In the US Jerome Powell will be replacing Janet Yellen as the Chair of the US Federal Reserve (Fed), with the transition expected to occur in February 2018. Powell is expected to provide continuity to the Fed’s ongoing monetary tightening plans, while differing to Yellen in his support to potentially lighten regulations on the financial sector.
In Australia, Reserve Bank of Australia (RBA) deputy governor Guy Debelle expressed growing confidence that non-mining business investments have been rising and expects Australia to join the synchronised pickup of global growth. However, wage growth remains subdued at 2% for the September quarter (year-on-year), despite achieving a 5-year low unemployment rate of 5.4%. Organisation for Economic Co-operation and Development (OECD) urged Australia to begin increasing official interest rates, despite persistently weak inflation, to cool the housing market and prevent a blowout in risky debt levels.
The investment returns of the major markets for one month, one quarter, financial year to date and one year to 30 November 2017 are summarised below.

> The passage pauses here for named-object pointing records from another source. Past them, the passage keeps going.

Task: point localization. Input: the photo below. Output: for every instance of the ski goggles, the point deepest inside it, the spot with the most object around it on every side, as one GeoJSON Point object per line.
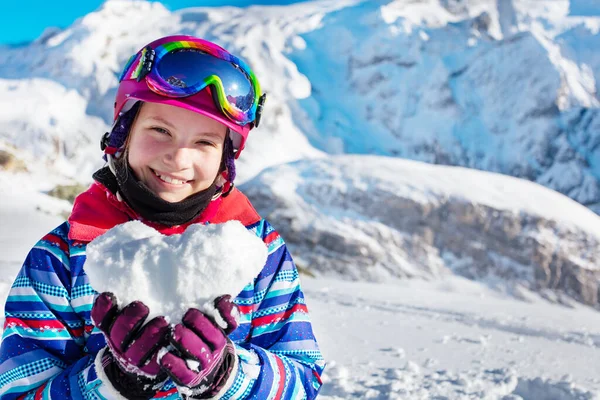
{"type": "Point", "coordinates": [183, 68]}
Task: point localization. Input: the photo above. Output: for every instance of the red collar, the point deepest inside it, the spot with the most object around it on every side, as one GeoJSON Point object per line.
{"type": "Point", "coordinates": [97, 210]}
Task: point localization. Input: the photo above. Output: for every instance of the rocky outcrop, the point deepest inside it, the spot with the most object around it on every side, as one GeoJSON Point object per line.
{"type": "Point", "coordinates": [342, 216]}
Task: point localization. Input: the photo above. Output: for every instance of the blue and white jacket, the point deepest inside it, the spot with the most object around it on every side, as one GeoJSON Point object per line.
{"type": "Point", "coordinates": [50, 345]}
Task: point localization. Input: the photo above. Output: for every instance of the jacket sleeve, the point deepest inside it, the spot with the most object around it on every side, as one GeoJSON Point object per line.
{"type": "Point", "coordinates": [47, 349]}
{"type": "Point", "coordinates": [278, 354]}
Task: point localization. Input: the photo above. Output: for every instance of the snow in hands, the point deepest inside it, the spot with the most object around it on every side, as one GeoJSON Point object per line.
{"type": "Point", "coordinates": [173, 273]}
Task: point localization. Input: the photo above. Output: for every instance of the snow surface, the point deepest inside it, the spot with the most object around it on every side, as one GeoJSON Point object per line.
{"type": "Point", "coordinates": [425, 183]}
{"type": "Point", "coordinates": [486, 84]}
{"type": "Point", "coordinates": [172, 273]}
{"type": "Point", "coordinates": [448, 338]}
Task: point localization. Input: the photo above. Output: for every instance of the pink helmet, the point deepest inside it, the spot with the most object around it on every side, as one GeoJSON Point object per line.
{"type": "Point", "coordinates": [207, 95]}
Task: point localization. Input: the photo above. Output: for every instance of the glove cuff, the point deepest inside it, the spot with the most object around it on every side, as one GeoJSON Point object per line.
{"type": "Point", "coordinates": [226, 374]}
{"type": "Point", "coordinates": [126, 386]}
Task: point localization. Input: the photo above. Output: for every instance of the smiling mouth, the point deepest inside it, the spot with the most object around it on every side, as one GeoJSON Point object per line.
{"type": "Point", "coordinates": [168, 179]}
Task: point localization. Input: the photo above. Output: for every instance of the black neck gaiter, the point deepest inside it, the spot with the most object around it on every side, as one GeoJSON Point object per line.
{"type": "Point", "coordinates": [151, 207]}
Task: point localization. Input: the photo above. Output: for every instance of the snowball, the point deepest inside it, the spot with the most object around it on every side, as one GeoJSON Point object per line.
{"type": "Point", "coordinates": [173, 273]}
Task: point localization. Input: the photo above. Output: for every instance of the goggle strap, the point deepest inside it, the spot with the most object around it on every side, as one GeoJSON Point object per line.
{"type": "Point", "coordinates": [146, 62]}
{"type": "Point", "coordinates": [259, 107]}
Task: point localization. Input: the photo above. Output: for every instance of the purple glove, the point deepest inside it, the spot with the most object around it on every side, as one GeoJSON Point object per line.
{"type": "Point", "coordinates": [203, 339]}
{"type": "Point", "coordinates": [133, 347]}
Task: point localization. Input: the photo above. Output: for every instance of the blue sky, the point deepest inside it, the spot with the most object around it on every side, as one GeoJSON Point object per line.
{"type": "Point", "coordinates": [25, 20]}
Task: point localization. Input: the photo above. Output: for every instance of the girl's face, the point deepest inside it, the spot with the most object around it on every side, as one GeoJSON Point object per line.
{"type": "Point", "coordinates": [174, 151]}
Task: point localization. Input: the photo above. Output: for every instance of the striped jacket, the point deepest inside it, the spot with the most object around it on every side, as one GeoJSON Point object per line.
{"type": "Point", "coordinates": [49, 345]}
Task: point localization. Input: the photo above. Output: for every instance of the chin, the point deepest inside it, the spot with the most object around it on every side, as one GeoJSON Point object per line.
{"type": "Point", "coordinates": [171, 198]}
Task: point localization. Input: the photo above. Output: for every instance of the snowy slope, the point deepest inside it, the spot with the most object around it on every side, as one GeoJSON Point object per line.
{"type": "Point", "coordinates": [379, 218]}
{"type": "Point", "coordinates": [448, 338]}
{"type": "Point", "coordinates": [507, 86]}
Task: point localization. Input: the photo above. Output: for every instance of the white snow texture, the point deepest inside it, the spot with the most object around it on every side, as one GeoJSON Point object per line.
{"type": "Point", "coordinates": [173, 273]}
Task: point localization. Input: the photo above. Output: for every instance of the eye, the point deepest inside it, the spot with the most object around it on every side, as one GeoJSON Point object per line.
{"type": "Point", "coordinates": [160, 130]}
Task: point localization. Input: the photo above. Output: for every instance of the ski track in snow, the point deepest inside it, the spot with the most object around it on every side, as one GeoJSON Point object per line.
{"type": "Point", "coordinates": [388, 371]}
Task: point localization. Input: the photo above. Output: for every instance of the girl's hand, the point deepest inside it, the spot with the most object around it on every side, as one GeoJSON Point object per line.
{"type": "Point", "coordinates": [204, 357]}
{"type": "Point", "coordinates": [134, 347]}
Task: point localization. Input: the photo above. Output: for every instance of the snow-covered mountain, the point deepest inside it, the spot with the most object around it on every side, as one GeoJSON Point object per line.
{"type": "Point", "coordinates": [374, 219]}
{"type": "Point", "coordinates": [509, 86]}
{"type": "Point", "coordinates": [449, 337]}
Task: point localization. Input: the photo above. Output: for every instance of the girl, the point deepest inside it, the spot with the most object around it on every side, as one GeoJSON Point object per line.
{"type": "Point", "coordinates": [183, 111]}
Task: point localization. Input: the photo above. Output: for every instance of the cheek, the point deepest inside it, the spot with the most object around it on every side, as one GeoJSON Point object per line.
{"type": "Point", "coordinates": [139, 155]}
{"type": "Point", "coordinates": [209, 167]}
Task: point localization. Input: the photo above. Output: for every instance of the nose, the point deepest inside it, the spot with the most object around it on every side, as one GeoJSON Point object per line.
{"type": "Point", "coordinates": [178, 157]}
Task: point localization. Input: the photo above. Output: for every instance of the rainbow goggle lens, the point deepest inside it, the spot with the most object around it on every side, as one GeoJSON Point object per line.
{"type": "Point", "coordinates": [183, 68]}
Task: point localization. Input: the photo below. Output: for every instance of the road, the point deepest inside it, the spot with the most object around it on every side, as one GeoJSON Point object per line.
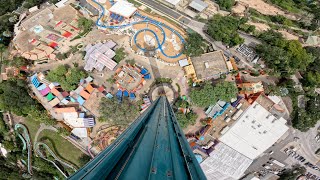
{"type": "Point", "coordinates": [306, 147]}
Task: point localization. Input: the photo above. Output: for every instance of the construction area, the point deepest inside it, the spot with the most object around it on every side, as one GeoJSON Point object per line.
{"type": "Point", "coordinates": [207, 66]}
{"type": "Point", "coordinates": [46, 32]}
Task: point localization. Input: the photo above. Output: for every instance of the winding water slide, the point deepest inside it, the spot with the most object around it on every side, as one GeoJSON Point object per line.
{"type": "Point", "coordinates": [38, 151]}
{"type": "Point", "coordinates": [24, 136]}
{"type": "Point", "coordinates": [146, 19]}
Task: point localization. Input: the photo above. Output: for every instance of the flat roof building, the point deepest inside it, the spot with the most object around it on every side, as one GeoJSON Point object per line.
{"type": "Point", "coordinates": [254, 131]}
{"type": "Point", "coordinates": [225, 163]}
{"type": "Point", "coordinates": [99, 56]}
{"type": "Point", "coordinates": [207, 66]}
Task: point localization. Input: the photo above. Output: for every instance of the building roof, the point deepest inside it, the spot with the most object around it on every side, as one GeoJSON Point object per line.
{"type": "Point", "coordinates": [183, 62]}
{"type": "Point", "coordinates": [225, 163]}
{"type": "Point", "coordinates": [98, 56]}
{"type": "Point", "coordinates": [88, 6]}
{"type": "Point", "coordinates": [61, 3]}
{"type": "Point", "coordinates": [198, 5]}
{"type": "Point", "coordinates": [210, 65]}
{"type": "Point", "coordinates": [80, 100]}
{"type": "Point", "coordinates": [54, 102]}
{"type": "Point", "coordinates": [84, 94]}
{"type": "Point", "coordinates": [65, 109]}
{"type": "Point", "coordinates": [123, 8]}
{"type": "Point", "coordinates": [89, 88]}
{"type": "Point", "coordinates": [101, 88]}
{"type": "Point", "coordinates": [92, 104]}
{"type": "Point", "coordinates": [254, 131]}
{"type": "Point", "coordinates": [80, 132]}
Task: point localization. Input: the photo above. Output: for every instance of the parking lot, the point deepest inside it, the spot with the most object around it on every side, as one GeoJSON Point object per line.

|Market Performance - 30 November 2017||Month||Quarter||FYTD||1 Year|
|Australian Property (Unlisted)*||0.6%||2.9%||3.8%||12.2%|
|Australian Property (Listed)||5.3%||8.3%||9.7%||13.5%|
|Global Listed Property (Heged into AUD)||2.5%||2.7%||4.0%||12.0%|
|Overseas Equities (Hedged into AUD)||1.7%||7.1%||9.1%||22.8%|
|Overseas Equities (Unhedged into AUD)||3.3%||11.5%||10.6%||21.2%|
|Emerging Markets (Unhedged into AUD)||1.2%||8.0%||13.2%||29.7%|
|Overseas Bonds (Hedged into AUD)||0.2%||0.2%||1.5%||3.8%|
|Australian Dollar vs. US Dollar||-1.0%||-4.3%||-1.0%||2.7%|
Source – JANA, FactSet, S&P, MSCI, Mercer, Bloomberg, Barclays
The Australian shares market as represented by the S&P/ASX300 Accumulation Index rose 1.7% over the month. Small Cap stocks (+3.9%) strongly outperformed the broader market. Property Trusts (+5.3%), IT (+4.5%) and Energy (+4.3%) outperformed, while Telecommunication Services (-1.6%) and Financials (0.0%) were the worst performing sectors.
The MSCI World Index ex-Australia (hedged into AUD) rose 1.7% over the month. The Australian dollar depreciated against most developed market currencies in November, which resulted in a return for unhedged overseas equities of 3.3% when measured in AUD. In developed markets, Hong Kong (+3.5%) and the US (+3.0%) outperformed the broader market, while France (-2.0%) and the UK (-1.8%) underperformed. The MSCI Emerging Markets Index (1.2%) underperformed unhedged developed markets.
The Australian and global bonds delivered positive returns over the month and all other periods observed above.